La novità riguarda il calendario dei DLC su queste piattaforme: l’arrivo è fissato per il 27 maggio e include Daima Character Pack 1 e 2, insieme allo Shallot Character Pack. Per chi gioca in portabilità, significa mettersi finalmente in pari con una parte importante dei contenuti post-lancio.
La scelta ha senso anche per la natura del progetto. Il titolo di Bandai Namco e Spike Chunsoft vive di roster, varianti, trasformazioni e momenti spettacolari pescati da tutta la storia dell’anime. Ogni pacchetto personaggio, quindi, non è solo un’aggiunta numerica, ma un modo per tenere vivo il confronto tra fan.

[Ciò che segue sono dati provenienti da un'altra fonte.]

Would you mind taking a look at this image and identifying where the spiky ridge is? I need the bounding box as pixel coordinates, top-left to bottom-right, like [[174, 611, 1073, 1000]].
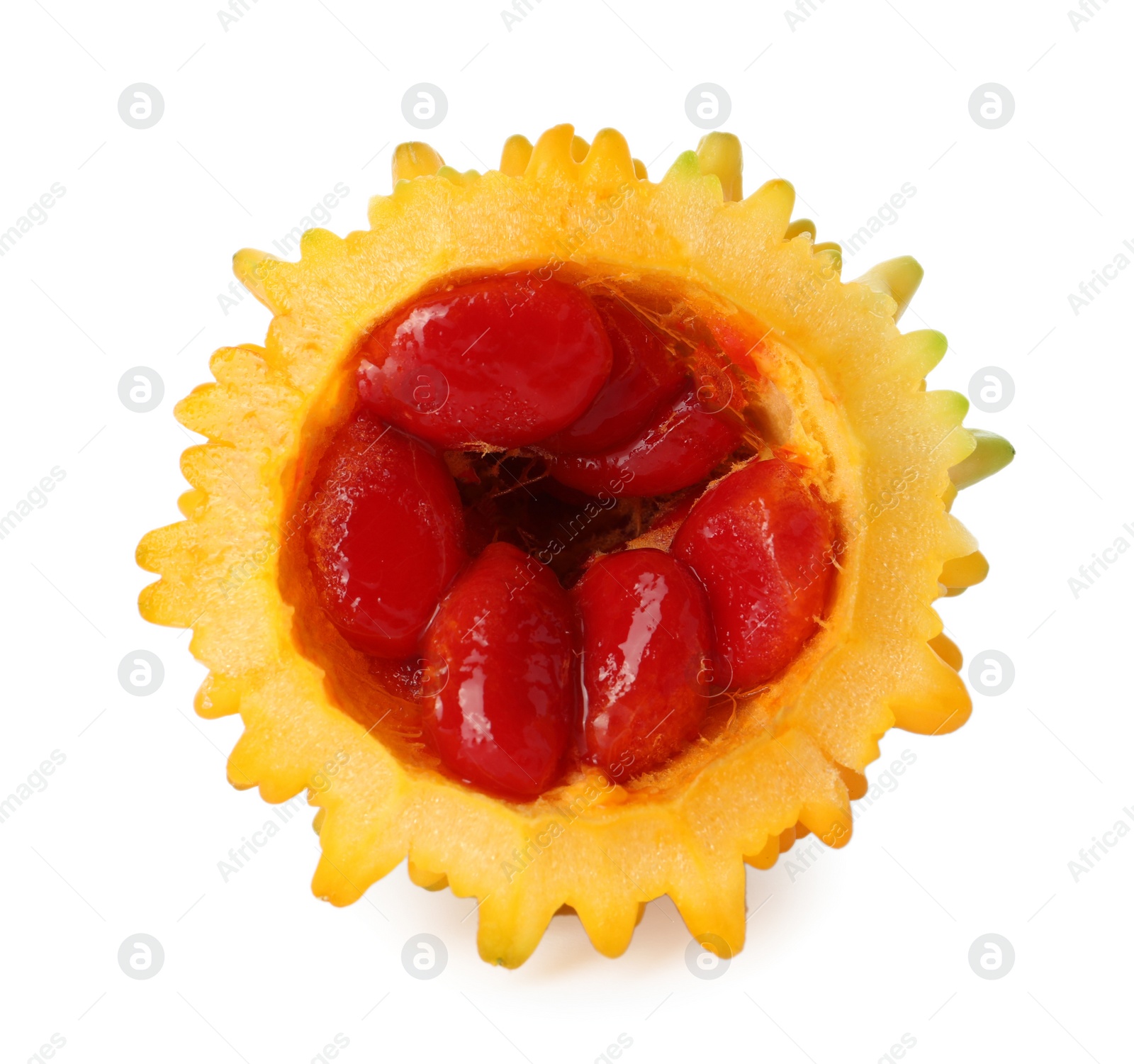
[[138, 126, 979, 965]]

Nel caso dei contenuti Daima, l’interesse è ancora più alto perché si parla dell’arco più recente del franchise. Il gioco può così continuare a usare il richiamo nostalgico della serie Budokai Tenkaichi, ma collegandolo a materiale più moderno e riconoscibile per chi segue Dragon Ball anche fuori dai videogiochi.
Le versioni Nintendo avevano già attirato attenzione per il modo in cui hanno portato un picchiaduro molto spettacolare in un contesto portatile. Nella nostra recensione di Dragon Ball Sparking! ZERO su Switch 2 avevamo sottolineato proprio il valore aggiunto di poter giocare ovunque, pur con alcuni compromessi tecnici.
Ora il punto diventa la continuità del supporto. Se le espansioni arrivano in tempi sempre più allineati, la versione Nintendo può evitare di essere percepita come un’edizione secondaria e rimanere competitiva rispetto alle altre piattaforme, soprattutto per chi la usa come macchina principale.
Il pacchetto Shallot aggiunge anche un elemento curioso per gli appassionati più trasversali della saga, perché porta nel gioco un personaggio nato fuori dal canone televisivo principale. È una mossa coerente con l’identità di Sparking! ZERO, che punta a trasformare il roster in una celebrazione ampia dell’universo Dragon Ball.
Per Bandai Namco, mantenere aggiornate anche le versioni Switch e Switch 2 è un modo per prolungare la conversazione intorno al gioco in una fase in cui i picchiaduro vivono molto sulla presenza costante della community, mentre le prime prove avevano già messo in evidenza le impressioni su Dragon Ball Sparking Zero e il richiamo diretto alla memoria di Budokai Tenkaichi. Il banco di prova sarà capire se i nuovi personaggi riusciranno a riaccendere anche il pubblico rientrato solo per la versione portatile.